Keith Olbermann might not have fully realized it, but he picked the right time to get back into sports, where the coverage, for the most part, hasn't caught up with the news.
It's been noted that sports once led society -- witness Jackie Robinson breaking baseball's color barrier -- and of late appears to be following. Less reported upon but equally true is that many charged with chronicling the games, afforded untold hours to fill debating minutiae, appear to be just as out of their depth.
ESPN, Olbermann returned to the latter after more than a decade dealing with weightier affairs as a primetime host on MSNBC -- essentially defining the network's opinionated liberal brand -- and then a brief stint on Current. The return to sports doubtless came as a surprise to some, who wondered whether the polarizing host would be satisfied with nightly game highlights, as opposed to mocking former time-period rival Bill O'Reilly.
Yet Olbermann re-entered the world of sports at a moment when the field keeps yielding meatier stories -- from steroid use to the bullying charges leveled against the Miami Dolphins' Richie Incognito, from the massive concussion lawsuit against the NFL to players coming out as gay in the NBA (Jason Collins) and NFL (prospective draft pick Michael Sam).
"It's a good, strong period of time if you want to assess it that way," Olbermann acknowledges in an interview.
Olbermann's news instincts and biting commentaries stand in stark contrast to much of the blather emanating from ex-players and coaches -- as well as studio hosts and even print columnists drafted to bloviate -- who frequently sound tongue-tied when the topic deviates from X's and O's or wins and losses.
In the Incognito case, for example, former Chicago Bears coach-turned-ESPN analyst Mike Ditka dubbed the lineman's accuser and teammate, Jonathan Martin, a "baby." At Fox, ex-coach Jimmy Johnson coyly wondered what shortcomings other teams saw in Martin that the Dolphins didn't.
Then there was ESPN's Chris Broussard delivering a lecture about the Bible's view of homosexuality while discussing Collins' future in the NBA. As an item on Deadspin explained, "Broussard was already scheduled for the show -- to talk about the Lakers, of course -- when the Collins news broke."
Makes sense, provided one gives equal weight to Kobe Bryant's knee injury and discrimination against gays.

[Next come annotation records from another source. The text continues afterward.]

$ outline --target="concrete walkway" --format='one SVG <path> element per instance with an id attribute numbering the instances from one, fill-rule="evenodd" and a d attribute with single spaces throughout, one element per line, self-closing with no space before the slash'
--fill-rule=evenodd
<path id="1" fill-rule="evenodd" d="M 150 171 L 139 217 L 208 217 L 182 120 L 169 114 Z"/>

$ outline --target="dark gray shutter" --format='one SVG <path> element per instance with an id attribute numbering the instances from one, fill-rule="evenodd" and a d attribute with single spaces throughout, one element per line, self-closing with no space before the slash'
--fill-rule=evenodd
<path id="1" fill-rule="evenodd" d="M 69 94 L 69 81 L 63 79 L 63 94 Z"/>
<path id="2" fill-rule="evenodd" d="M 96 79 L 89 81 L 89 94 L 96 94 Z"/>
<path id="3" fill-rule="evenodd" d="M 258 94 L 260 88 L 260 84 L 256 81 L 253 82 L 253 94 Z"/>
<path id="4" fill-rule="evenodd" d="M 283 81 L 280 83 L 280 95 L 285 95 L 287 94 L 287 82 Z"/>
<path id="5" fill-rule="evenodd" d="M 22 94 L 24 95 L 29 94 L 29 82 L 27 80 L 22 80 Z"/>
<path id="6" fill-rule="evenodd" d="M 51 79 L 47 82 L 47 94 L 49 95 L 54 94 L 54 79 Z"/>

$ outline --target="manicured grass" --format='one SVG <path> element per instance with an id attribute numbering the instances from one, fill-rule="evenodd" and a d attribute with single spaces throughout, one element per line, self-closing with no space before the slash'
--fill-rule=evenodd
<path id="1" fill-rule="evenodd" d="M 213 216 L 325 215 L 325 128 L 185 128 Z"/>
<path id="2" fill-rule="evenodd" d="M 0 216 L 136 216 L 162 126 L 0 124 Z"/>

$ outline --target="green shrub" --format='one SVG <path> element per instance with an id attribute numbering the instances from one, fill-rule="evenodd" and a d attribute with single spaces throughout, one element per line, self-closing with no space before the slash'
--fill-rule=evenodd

Olbermann suggests sports is no different than any other form of media in an age where technology demands immediate analysis -- and has created exploding opportunities for talking heads, however dubious their qualifications.
"The people who can instantaneously assess the long term and midterm and short-term implications of anything are very few," he says. "It's like war. Technology is always years, sometimes decades, ahead of the tactics."

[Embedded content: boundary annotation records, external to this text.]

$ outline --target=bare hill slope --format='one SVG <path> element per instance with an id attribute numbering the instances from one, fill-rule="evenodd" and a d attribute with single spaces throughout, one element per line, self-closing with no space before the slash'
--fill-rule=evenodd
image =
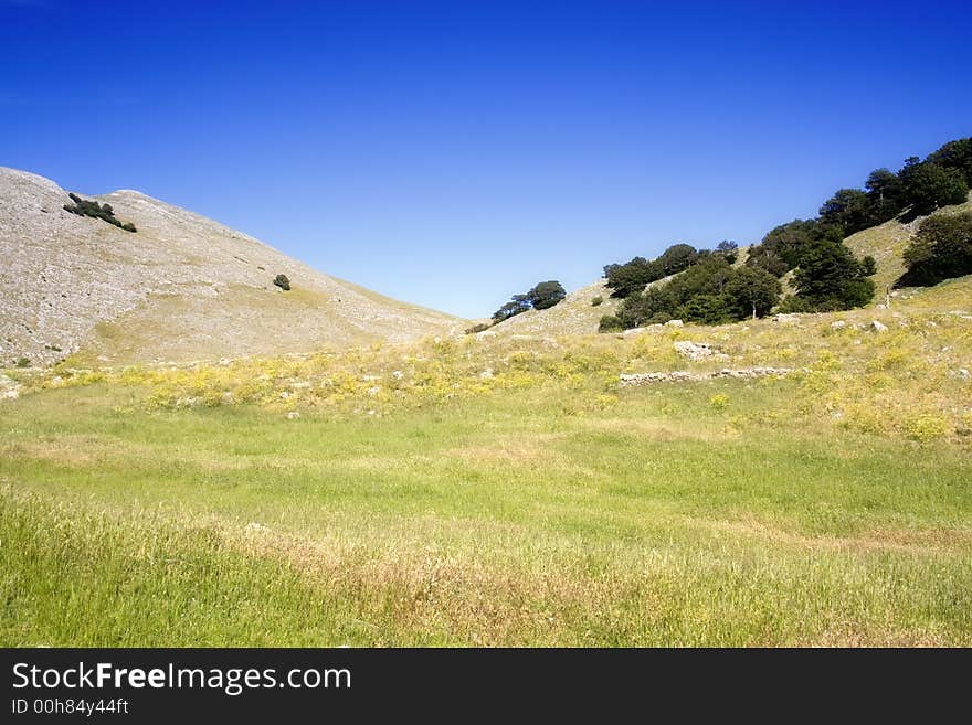
<path id="1" fill-rule="evenodd" d="M 56 183 L 0 167 L 0 363 L 102 362 L 340 349 L 457 333 L 464 321 L 320 274 L 136 191 L 108 202 L 131 234 L 63 210 Z M 277 274 L 290 279 L 285 292 Z"/>

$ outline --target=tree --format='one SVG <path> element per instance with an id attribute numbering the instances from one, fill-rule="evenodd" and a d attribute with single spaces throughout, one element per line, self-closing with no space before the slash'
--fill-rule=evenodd
<path id="1" fill-rule="evenodd" d="M 794 275 L 796 297 L 816 311 L 845 310 L 867 305 L 874 282 L 843 244 L 824 239 L 815 244 Z"/>
<path id="2" fill-rule="evenodd" d="M 124 224 L 115 218 L 115 210 L 112 209 L 110 204 L 98 204 L 96 201 L 89 201 L 86 199 L 82 199 L 74 192 L 67 194 L 73 201 L 73 204 L 64 204 L 63 209 L 66 212 L 71 212 L 72 214 L 77 214 L 78 216 L 91 216 L 93 218 L 99 218 L 102 221 L 107 222 L 118 228 L 125 230 L 126 232 L 135 232 L 135 224 L 131 222 L 125 222 Z"/>
<path id="3" fill-rule="evenodd" d="M 859 189 L 841 189 L 820 209 L 824 224 L 844 227 L 845 234 L 854 234 L 870 225 L 870 199 Z"/>
<path id="4" fill-rule="evenodd" d="M 493 313 L 493 319 L 496 322 L 503 322 L 504 320 L 508 320 L 511 317 L 526 312 L 528 309 L 530 309 L 530 302 L 527 299 L 527 296 L 514 295 L 511 301 L 507 302 Z"/>
<path id="5" fill-rule="evenodd" d="M 972 274 L 972 212 L 929 216 L 905 249 L 907 271 L 896 286 L 936 285 Z"/>
<path id="6" fill-rule="evenodd" d="M 752 314 L 763 317 L 779 301 L 783 286 L 780 280 L 762 269 L 742 267 L 726 285 L 726 297 L 736 308 L 738 319 Z"/>
<path id="7" fill-rule="evenodd" d="M 926 159 L 943 169 L 955 169 L 962 174 L 965 183 L 972 186 L 972 138 L 960 138 L 949 141 Z"/>
<path id="8" fill-rule="evenodd" d="M 782 277 L 800 264 L 807 249 L 821 239 L 841 242 L 844 228 L 817 220 L 796 218 L 773 227 L 762 242 L 750 250 L 746 264 Z"/>
<path id="9" fill-rule="evenodd" d="M 732 319 L 732 311 L 722 295 L 695 295 L 679 308 L 678 317 L 688 322 L 721 324 Z"/>
<path id="10" fill-rule="evenodd" d="M 860 270 L 865 277 L 873 277 L 877 274 L 877 259 L 867 255 L 860 260 Z"/>
<path id="11" fill-rule="evenodd" d="M 614 314 L 604 314 L 598 323 L 598 332 L 621 332 L 623 329 L 621 318 Z"/>
<path id="12" fill-rule="evenodd" d="M 604 267 L 605 282 L 612 292 L 611 297 L 625 298 L 633 292 L 640 292 L 645 285 L 665 276 L 662 266 L 655 262 L 648 262 L 644 257 L 635 257 L 627 264 L 608 265 Z"/>
<path id="13" fill-rule="evenodd" d="M 969 184 L 958 169 L 929 162 L 909 163 L 901 169 L 900 177 L 911 218 L 931 214 L 941 206 L 961 204 L 969 196 Z"/>
<path id="14" fill-rule="evenodd" d="M 721 255 L 726 258 L 726 262 L 733 265 L 739 258 L 739 245 L 730 239 L 722 239 L 716 245 L 716 254 Z"/>
<path id="15" fill-rule="evenodd" d="M 655 262 L 662 266 L 662 277 L 667 277 L 687 269 L 697 258 L 698 252 L 690 244 L 673 244 Z"/>
<path id="16" fill-rule="evenodd" d="M 539 282 L 527 292 L 527 300 L 535 310 L 546 310 L 567 297 L 563 286 L 557 280 Z"/>

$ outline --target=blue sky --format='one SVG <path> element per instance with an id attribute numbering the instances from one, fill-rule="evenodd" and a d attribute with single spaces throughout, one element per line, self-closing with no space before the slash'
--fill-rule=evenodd
<path id="1" fill-rule="evenodd" d="M 0 166 L 465 317 L 972 135 L 964 2 L 0 0 Z"/>

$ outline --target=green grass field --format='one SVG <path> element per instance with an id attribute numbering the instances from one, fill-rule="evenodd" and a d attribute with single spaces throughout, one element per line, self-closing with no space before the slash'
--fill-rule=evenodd
<path id="1" fill-rule="evenodd" d="M 296 419 L 27 394 L 0 644 L 972 644 L 972 449 L 770 415 L 801 385 Z"/>

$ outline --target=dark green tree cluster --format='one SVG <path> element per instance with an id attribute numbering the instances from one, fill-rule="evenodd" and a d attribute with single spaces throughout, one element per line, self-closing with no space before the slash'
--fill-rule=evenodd
<path id="1" fill-rule="evenodd" d="M 64 204 L 64 210 L 71 212 L 72 214 L 77 214 L 78 216 L 93 216 L 94 218 L 104 220 L 108 224 L 114 224 L 119 230 L 125 230 L 126 232 L 135 232 L 135 224 L 131 222 L 125 222 L 124 224 L 115 218 L 115 210 L 112 209 L 110 204 L 98 204 L 96 201 L 88 201 L 86 199 L 82 199 L 75 193 L 67 194 L 71 196 L 71 201 L 73 204 Z"/>
<path id="2" fill-rule="evenodd" d="M 858 260 L 843 241 L 839 224 L 822 220 L 794 220 L 770 231 L 750 249 L 747 267 L 773 277 L 791 270 L 796 294 L 783 310 L 813 312 L 845 310 L 867 305 L 874 297 L 877 271 L 873 257 Z"/>
<path id="3" fill-rule="evenodd" d="M 871 171 L 860 189 L 841 189 L 824 202 L 821 223 L 854 234 L 898 215 L 930 214 L 949 204 L 961 204 L 972 186 L 972 138 L 949 141 L 922 161 L 911 157 L 898 173 Z"/>
<path id="4" fill-rule="evenodd" d="M 672 319 L 720 324 L 763 317 L 779 301 L 782 285 L 773 275 L 733 267 L 719 253 L 702 250 L 699 257 L 668 282 L 628 295 L 621 303 L 617 322 L 602 320 L 601 328 L 636 328 Z"/>
<path id="5" fill-rule="evenodd" d="M 905 249 L 905 266 L 897 286 L 937 285 L 972 275 L 972 212 L 922 221 Z"/>
<path id="6" fill-rule="evenodd" d="M 557 280 L 538 282 L 526 295 L 514 295 L 509 302 L 493 313 L 496 322 L 503 322 L 509 318 L 526 312 L 527 310 L 546 310 L 560 302 L 567 292 Z"/>
<path id="7" fill-rule="evenodd" d="M 674 244 L 651 262 L 644 257 L 635 257 L 623 265 L 608 265 L 604 267 L 606 286 L 612 290 L 611 297 L 624 299 L 628 295 L 642 291 L 653 281 L 688 269 L 698 259 L 699 253 L 694 246 Z"/>

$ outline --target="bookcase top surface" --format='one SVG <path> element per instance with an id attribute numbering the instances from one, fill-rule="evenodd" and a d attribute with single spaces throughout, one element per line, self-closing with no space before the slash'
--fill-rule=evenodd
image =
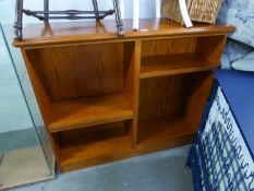
<path id="1" fill-rule="evenodd" d="M 194 24 L 186 28 L 168 19 L 142 19 L 140 31 L 134 32 L 132 20 L 124 20 L 125 35 L 119 37 L 114 21 L 61 22 L 50 24 L 28 24 L 23 29 L 23 39 L 14 39 L 15 47 L 33 48 L 40 46 L 82 44 L 89 41 L 135 40 L 156 37 L 184 37 L 219 35 L 235 28 L 223 24 Z"/>

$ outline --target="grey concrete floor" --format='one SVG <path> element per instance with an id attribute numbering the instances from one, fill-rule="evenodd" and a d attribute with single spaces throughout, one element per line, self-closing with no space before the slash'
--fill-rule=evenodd
<path id="1" fill-rule="evenodd" d="M 59 175 L 11 191 L 191 191 L 190 146 Z"/>

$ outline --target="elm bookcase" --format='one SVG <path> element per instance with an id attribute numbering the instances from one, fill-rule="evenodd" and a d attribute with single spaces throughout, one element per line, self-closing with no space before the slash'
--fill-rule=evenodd
<path id="1" fill-rule="evenodd" d="M 228 25 L 32 24 L 20 47 L 61 171 L 193 142 Z"/>

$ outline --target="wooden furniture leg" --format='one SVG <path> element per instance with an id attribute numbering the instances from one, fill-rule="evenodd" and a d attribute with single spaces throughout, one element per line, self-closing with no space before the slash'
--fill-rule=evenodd
<path id="1" fill-rule="evenodd" d="M 15 37 L 19 39 L 22 38 L 22 21 L 23 21 L 22 10 L 23 10 L 23 0 L 16 0 L 14 33 L 15 33 Z"/>

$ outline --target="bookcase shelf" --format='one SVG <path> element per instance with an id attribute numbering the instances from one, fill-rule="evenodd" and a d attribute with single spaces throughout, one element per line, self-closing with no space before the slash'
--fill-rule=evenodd
<path id="1" fill-rule="evenodd" d="M 132 118 L 133 111 L 123 94 L 93 96 L 52 103 L 48 129 L 58 132 Z"/>
<path id="2" fill-rule="evenodd" d="M 119 38 L 110 21 L 35 24 L 13 43 L 61 171 L 190 143 L 234 29 L 166 19 L 141 20 L 140 32 L 124 25 Z"/>
<path id="3" fill-rule="evenodd" d="M 61 170 L 69 171 L 126 157 L 132 146 L 124 123 L 128 121 L 55 133 Z"/>
<path id="4" fill-rule="evenodd" d="M 142 58 L 141 79 L 176 75 L 182 73 L 209 71 L 218 68 L 205 59 L 198 59 L 193 53 L 156 56 Z"/>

Olbermann's devotes only a few minutes to hard news during eponymous show, which usually airs on ESPN2, but can bounce around among the sports titan's channels when games run long. Still, his opening comments pull few punches. In a recent program, he asked, "Why do athletes virtually default to gay slurs?" In another, he observed, regarding NBC's carefully shaped Winter Games coverage, "The Olympics as a media product is not sports."
While many sports fans seem preoccupied with the basics -- How will my team do this year? -- Olbermann insists many are hungry for this sort of approach.

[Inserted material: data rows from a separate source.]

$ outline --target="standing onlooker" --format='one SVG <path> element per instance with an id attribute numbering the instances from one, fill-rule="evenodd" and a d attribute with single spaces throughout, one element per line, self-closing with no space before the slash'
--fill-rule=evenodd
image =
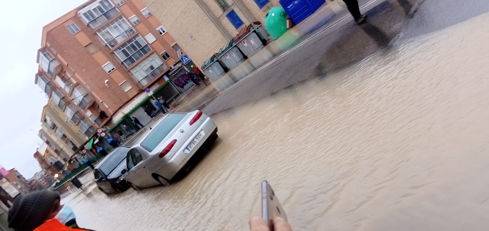
<path id="1" fill-rule="evenodd" d="M 137 125 L 138 126 L 140 126 L 141 128 L 142 128 L 144 126 L 144 125 L 143 125 L 142 124 L 141 124 L 141 122 L 139 122 L 139 120 L 138 120 L 137 118 L 133 116 L 133 120 L 134 121 L 134 124 Z"/>
<path id="2" fill-rule="evenodd" d="M 344 1 L 345 3 L 346 4 L 346 7 L 348 8 L 350 13 L 355 19 L 356 24 L 361 24 L 365 21 L 367 16 L 360 13 L 358 0 L 343 0 L 343 1 Z"/>

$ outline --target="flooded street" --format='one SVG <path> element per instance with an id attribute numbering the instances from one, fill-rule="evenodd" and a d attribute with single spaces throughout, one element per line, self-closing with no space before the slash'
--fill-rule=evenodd
<path id="1" fill-rule="evenodd" d="M 247 230 L 260 184 L 294 231 L 487 230 L 489 14 L 214 116 L 181 180 L 69 205 L 82 227 Z"/>

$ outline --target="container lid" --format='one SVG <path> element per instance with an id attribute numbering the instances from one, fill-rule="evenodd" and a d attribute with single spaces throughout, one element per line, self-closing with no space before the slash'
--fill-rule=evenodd
<path id="1" fill-rule="evenodd" d="M 205 62 L 204 62 L 203 64 L 202 64 L 202 70 L 205 69 L 205 68 L 207 67 L 209 67 L 209 66 L 210 66 L 213 63 L 217 61 L 217 57 L 216 57 L 216 54 L 217 53 L 212 55 L 212 56 L 211 56 L 209 59 L 206 60 Z"/>

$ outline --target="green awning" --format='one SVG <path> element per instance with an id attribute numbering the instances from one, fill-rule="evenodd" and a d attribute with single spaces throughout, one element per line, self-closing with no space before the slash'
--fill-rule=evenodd
<path id="1" fill-rule="evenodd" d="M 93 144 L 93 137 L 92 137 L 92 138 L 90 139 L 90 141 L 89 142 L 88 145 L 87 146 L 87 149 L 91 149 L 91 146 Z"/>

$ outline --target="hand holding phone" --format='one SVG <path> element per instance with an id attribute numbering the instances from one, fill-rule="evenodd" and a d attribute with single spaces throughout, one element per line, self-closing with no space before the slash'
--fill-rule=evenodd
<path id="1" fill-rule="evenodd" d="M 287 223 L 287 227 L 290 228 L 290 226 L 287 222 L 287 215 L 285 214 L 285 211 L 282 208 L 282 205 L 280 204 L 278 199 L 275 196 L 271 186 L 267 181 L 263 181 L 262 182 L 262 217 L 266 222 L 268 230 L 270 231 L 282 231 L 281 230 L 274 229 L 274 227 L 275 226 L 274 221 L 276 220 L 280 224 L 282 223 L 281 222 L 282 220 L 283 220 Z M 282 219 L 274 219 L 277 217 Z M 251 222 L 250 220 L 250 227 Z M 283 230 L 287 231 L 287 230 Z"/>

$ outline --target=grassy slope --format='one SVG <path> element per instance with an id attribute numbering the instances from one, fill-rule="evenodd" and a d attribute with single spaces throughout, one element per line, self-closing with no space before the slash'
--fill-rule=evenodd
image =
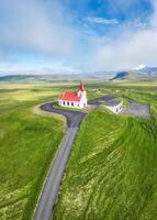
<path id="1" fill-rule="evenodd" d="M 156 109 L 154 89 L 143 89 L 147 96 L 141 91 L 141 99 L 135 95 L 139 88 L 130 89 L 127 95 Z M 126 95 L 125 89 L 120 94 Z M 77 136 L 54 219 L 157 219 L 156 158 L 155 118 L 116 117 L 102 109 L 91 112 Z"/>
<path id="2" fill-rule="evenodd" d="M 0 90 L 0 219 L 31 219 L 63 136 L 63 123 L 33 107 L 54 95 L 22 86 Z"/>

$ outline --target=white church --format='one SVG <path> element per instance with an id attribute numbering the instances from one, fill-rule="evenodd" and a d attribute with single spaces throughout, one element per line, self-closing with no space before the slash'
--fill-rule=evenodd
<path id="1" fill-rule="evenodd" d="M 83 86 L 83 82 L 80 81 L 78 91 L 65 91 L 58 98 L 58 105 L 61 107 L 69 108 L 86 108 L 87 107 L 87 92 Z"/>

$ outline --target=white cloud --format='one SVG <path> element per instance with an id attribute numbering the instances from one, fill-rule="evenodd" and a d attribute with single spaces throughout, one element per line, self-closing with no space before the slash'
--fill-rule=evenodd
<path id="1" fill-rule="evenodd" d="M 75 30 L 64 8 L 57 1 L 52 2 L 0 1 L 0 46 L 70 54 L 75 47 Z"/>
<path id="2" fill-rule="evenodd" d="M 134 26 L 125 26 L 117 38 L 97 44 L 91 69 L 113 70 L 133 68 L 139 64 L 157 65 L 156 40 L 157 1 L 154 1 L 149 25 L 139 26 L 137 31 L 134 31 Z"/>
<path id="3" fill-rule="evenodd" d="M 115 19 L 104 19 L 104 18 L 101 18 L 101 16 L 88 16 L 87 21 L 91 22 L 91 23 L 104 24 L 104 25 L 119 24 L 119 21 L 115 20 Z"/>

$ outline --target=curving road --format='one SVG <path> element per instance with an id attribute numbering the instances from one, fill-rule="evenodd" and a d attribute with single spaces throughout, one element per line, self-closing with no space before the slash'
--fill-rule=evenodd
<path id="1" fill-rule="evenodd" d="M 54 112 L 54 113 L 65 116 L 67 119 L 68 128 L 79 128 L 83 117 L 87 114 L 86 112 L 57 109 L 57 108 L 53 107 L 54 103 L 56 103 L 56 102 L 48 102 L 48 103 L 42 105 L 41 109 L 43 111 Z"/>
<path id="2" fill-rule="evenodd" d="M 46 177 L 42 195 L 35 210 L 34 220 L 51 219 L 53 207 L 56 202 L 59 186 L 64 176 L 64 172 L 70 156 L 75 136 L 78 132 L 82 119 L 87 114 L 86 112 L 81 111 L 68 111 L 57 109 L 53 107 L 54 103 L 56 102 L 44 103 L 41 106 L 41 109 L 43 111 L 65 116 L 67 119 L 67 130 L 58 148 L 53 166 L 51 167 L 48 176 Z"/>
<path id="3" fill-rule="evenodd" d="M 92 106 L 100 106 L 101 103 L 99 101 L 109 101 L 111 99 L 114 99 L 113 96 L 103 96 L 99 97 L 97 99 L 89 100 L 88 103 Z M 82 111 L 70 111 L 70 110 L 63 110 L 57 109 L 53 107 L 53 103 L 56 102 L 48 102 L 41 106 L 41 109 L 43 111 L 47 112 L 54 112 L 58 114 L 63 114 L 67 119 L 67 130 L 66 134 L 60 143 L 60 146 L 58 147 L 58 152 L 56 155 L 56 158 L 53 163 L 53 166 L 51 167 L 48 175 L 45 179 L 45 184 L 43 186 L 43 190 L 34 213 L 34 220 L 49 220 L 52 217 L 53 208 L 57 199 L 57 195 L 59 191 L 59 186 L 64 176 L 64 172 L 66 169 L 66 165 L 68 163 L 68 158 L 70 156 L 70 152 L 74 145 L 75 136 L 79 130 L 80 123 L 86 117 L 86 112 Z M 132 102 L 131 107 L 127 107 L 125 109 L 126 114 L 134 114 L 134 116 L 146 116 L 146 112 L 148 112 L 149 108 L 147 105 L 144 105 L 143 108 L 147 109 L 145 111 L 142 108 L 139 108 L 139 105 L 137 102 Z"/>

"I've never been told by a sports fan that they didn't want to know about the realities," he says. "They want the devoting of time to serious, big-picture stories."
Asked the inevitable question about whether he misses having all the news of the day at his disposal, Olbermann likens returning to sports on a full-time basis to having spent the intervening years broadcasting in French. "I've come home to my native language," he says.
Assuming that's true, it's good news for fun and games. Because amid a cacophony of sports voices, Olbermann isn't the worst person in the world to be sitting behind a sports desk.